Abstract. In China, a rapid increase in passenger vehicles has led to the growing concern of vehicle exhaust as an important source of anthropogenic secondary organic aerosol (SOA) in megacities hard hit by haze. In this study, the SOA formation of emissions from two idling light-duty gasoline vehicles (LDGVs) (Euro 1 and Euro 4) operated in China was investigated in a 30 m3 smog chamber. Five photo-oxidation experiments were carried out at 25 °C with relative humidity at around 50 %. After aging at an OH exposure of 5 × 106 molecules cm−3 h, the formed SOA was 12–259 times as high as primary organic aerosol (POA). The SOA production factors (PF) were 0.001–0.044 g kg−1 fuel, comparable with those from the previous studies at comparable OH exposure. This quite lower OH exposure than that in typical atmospheric conditions might however lead to the underestimation of the SOA formation potential from LDGVs. Effective SOA yields in this study were well fit by a one-product gas-particle partitioning model but quite lower than those of a previous study investigating SOA formation from three idling passenger vehicles (Euro 2–4).
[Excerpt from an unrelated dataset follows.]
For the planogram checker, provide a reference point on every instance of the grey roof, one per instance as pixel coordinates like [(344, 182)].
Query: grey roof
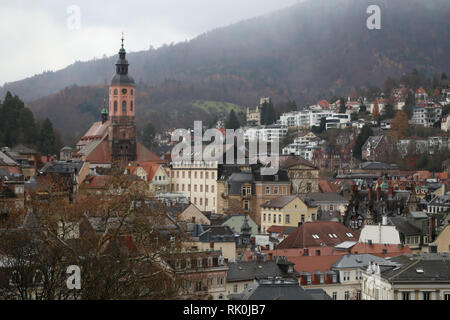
[(378, 166), (62, 167), (359, 260), (23, 149), (236, 180), (418, 214), (281, 289), (279, 202), (235, 222), (403, 225), (324, 197), (420, 268), (251, 270), (7, 159)]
Traditional single-ring aromatic precursors and naphthalene could explain 51–90 % of the formed SOA. Unspeciated species such as branched and cyclic alkanes might be the possible precursors for the unexplained SOA. A high-resolution time-of-flight aerosol mass spectrometer was used to characterize the chemical composition of SOA. The relationship between f43 (ratio of m/z 43, mostly C2H3O+, to the total signal in mass spectrum) and f44 (mostly CO2+) of the gasoline vehicle exhaust SOA is similar to the ambient semi-volatile oxygenated organic aerosol (SV-OOA). We plot the O : C and H : C molar ratios of SOA in a Van Krevelen diagram. The slopes of ΔH : C / ΔO : C ranged from −0.59 to −0.36, suggesting that the oxidation chemistry in these experiments was a combination of carboxylic acid and alcohol/peroxide formation.